The fit and finish. It’s entirely possible that this object was new old stock, produced multiple decades ago. I can tell you this because the holder was not easy to move around, stuck in place as if it had been rusted. After a bit of pulling, I finally got it loose, only to learn that the thing that was holding it in was not a track, like you might find on a headphone, but glue. Old glue. Glue that made my hands uncomfortably sticky. The kind of glue that Apple probably uses to hold its iPhone batteries in place. The kind of glue that feels like it might minorly burn your skin. It made me somewhat sad that the build quality wasn’t as high as my daily driver, the Sennheiser PXC 550, but maybe I was expecting too much from a product that came in an unmarked box. (One nice touch, however: It came with two pieces of velcro: One for beige phones, and one for black ones. Glad to see style was considered in this.)
The author tests the device.
The look and feel. When I tried putting it on my head using an old rotary phone headset I had lying around, I found the headset fairly snug, but not to the point where it negatively affected the circulation to my brain. (That was already in trouble after I spent the money to buy this thing.) I also tried it on my smartphone with my wife around. She questioned her dedication to me. She asked, “Why would you do this to yourself?” Honestly, this product feels like a self-own, but I knew that going in. But if I hadn’t bought it, the internet would have no idea what it was missing and what exactly made that commercial so compelling way back when.

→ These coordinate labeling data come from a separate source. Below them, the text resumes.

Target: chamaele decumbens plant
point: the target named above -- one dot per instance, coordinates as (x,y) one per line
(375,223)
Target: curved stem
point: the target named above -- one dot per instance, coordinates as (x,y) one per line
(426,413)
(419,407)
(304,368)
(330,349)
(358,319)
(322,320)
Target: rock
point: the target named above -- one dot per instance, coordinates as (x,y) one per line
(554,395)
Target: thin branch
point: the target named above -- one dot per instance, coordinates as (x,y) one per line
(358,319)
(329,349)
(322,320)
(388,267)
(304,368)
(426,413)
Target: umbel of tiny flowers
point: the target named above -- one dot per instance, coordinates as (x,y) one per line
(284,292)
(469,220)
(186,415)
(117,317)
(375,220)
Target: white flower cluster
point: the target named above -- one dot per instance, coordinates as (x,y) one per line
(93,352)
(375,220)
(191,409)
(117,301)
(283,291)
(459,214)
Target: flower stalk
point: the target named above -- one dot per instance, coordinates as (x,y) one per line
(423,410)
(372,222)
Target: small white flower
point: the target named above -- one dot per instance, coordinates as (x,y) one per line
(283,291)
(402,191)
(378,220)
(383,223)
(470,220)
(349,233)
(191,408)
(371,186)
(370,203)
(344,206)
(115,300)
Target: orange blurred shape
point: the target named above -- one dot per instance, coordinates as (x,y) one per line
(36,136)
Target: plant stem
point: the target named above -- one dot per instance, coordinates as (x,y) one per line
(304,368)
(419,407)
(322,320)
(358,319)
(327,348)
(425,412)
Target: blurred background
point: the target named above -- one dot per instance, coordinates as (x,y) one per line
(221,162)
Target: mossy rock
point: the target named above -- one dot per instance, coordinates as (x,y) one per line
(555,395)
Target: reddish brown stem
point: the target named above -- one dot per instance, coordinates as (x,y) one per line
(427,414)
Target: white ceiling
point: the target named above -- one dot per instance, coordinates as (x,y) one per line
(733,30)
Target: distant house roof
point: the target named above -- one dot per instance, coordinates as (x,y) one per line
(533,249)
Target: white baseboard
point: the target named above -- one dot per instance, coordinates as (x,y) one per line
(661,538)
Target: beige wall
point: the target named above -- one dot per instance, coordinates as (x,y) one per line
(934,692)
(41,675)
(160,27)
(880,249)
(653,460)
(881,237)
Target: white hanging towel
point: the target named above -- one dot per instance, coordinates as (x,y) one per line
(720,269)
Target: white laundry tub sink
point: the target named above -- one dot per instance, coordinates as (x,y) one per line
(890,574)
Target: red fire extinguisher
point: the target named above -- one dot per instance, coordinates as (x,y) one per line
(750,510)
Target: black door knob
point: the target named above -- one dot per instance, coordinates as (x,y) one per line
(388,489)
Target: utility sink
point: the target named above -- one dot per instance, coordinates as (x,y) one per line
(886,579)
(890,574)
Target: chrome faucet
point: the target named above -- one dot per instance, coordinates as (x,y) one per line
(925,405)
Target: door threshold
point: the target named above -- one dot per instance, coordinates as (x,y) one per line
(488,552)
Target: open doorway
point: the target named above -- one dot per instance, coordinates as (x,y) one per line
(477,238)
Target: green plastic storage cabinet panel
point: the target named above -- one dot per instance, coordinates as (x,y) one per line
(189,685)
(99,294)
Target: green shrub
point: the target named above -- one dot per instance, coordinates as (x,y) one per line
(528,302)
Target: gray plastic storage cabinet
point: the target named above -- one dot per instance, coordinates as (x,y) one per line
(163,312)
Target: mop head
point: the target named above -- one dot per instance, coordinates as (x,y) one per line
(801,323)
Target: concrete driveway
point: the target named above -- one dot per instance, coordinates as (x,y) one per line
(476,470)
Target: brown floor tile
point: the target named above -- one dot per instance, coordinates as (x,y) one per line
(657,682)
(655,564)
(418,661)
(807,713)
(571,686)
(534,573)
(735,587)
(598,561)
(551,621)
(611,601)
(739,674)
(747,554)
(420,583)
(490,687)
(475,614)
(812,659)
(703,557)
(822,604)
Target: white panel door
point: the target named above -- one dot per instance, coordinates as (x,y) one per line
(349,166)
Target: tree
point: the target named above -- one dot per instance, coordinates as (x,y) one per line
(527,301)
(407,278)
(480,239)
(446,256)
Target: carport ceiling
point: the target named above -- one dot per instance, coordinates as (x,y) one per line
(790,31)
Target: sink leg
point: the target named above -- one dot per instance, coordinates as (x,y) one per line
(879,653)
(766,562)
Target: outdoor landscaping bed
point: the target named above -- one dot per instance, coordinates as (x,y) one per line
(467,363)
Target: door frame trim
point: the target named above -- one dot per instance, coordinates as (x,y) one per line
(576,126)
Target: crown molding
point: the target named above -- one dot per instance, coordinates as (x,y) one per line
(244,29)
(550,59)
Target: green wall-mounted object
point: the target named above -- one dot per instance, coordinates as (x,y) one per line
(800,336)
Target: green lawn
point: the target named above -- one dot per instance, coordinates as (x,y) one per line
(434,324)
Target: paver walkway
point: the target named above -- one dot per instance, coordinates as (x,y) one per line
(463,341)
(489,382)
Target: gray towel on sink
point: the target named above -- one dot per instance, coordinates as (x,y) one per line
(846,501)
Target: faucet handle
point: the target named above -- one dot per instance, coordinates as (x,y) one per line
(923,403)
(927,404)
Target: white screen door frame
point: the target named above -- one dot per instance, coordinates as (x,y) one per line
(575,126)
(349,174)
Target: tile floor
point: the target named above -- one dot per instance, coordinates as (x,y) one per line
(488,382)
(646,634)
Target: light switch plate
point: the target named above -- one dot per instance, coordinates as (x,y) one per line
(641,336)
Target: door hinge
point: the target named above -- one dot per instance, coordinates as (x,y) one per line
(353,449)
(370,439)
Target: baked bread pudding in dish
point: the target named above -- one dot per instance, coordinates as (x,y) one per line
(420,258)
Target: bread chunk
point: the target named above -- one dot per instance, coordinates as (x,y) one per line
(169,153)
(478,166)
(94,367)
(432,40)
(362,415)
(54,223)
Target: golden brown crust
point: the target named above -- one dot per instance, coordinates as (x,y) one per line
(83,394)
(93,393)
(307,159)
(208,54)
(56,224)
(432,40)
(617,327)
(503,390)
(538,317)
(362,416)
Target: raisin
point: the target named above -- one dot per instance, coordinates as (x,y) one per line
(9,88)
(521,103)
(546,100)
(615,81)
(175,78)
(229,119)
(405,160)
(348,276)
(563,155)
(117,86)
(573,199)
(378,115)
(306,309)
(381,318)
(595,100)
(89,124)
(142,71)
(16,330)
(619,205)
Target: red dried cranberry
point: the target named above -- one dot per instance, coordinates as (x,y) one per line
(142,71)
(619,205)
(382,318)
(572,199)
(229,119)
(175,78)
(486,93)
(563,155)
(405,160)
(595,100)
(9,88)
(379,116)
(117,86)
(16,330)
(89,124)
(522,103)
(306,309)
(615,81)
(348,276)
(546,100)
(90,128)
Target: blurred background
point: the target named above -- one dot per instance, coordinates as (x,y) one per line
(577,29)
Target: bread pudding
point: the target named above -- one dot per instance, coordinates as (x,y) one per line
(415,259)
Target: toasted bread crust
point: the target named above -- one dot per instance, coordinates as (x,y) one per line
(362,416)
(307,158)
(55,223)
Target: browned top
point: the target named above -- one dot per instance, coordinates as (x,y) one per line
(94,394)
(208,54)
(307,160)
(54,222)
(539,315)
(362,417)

Should you buy it? If you have 16 dollars burning a hole in your pocket to buy one of these devices on eBay, you should consider getting a roll of quarters and using the rest as bus fare on a trip to the nearest arcade, even if you own a car. You’re wasting your money and time, but at least you’ll have fun doing it.
I should wear this out to a coffee shop sometime, just to see if people ask me if I'm OK.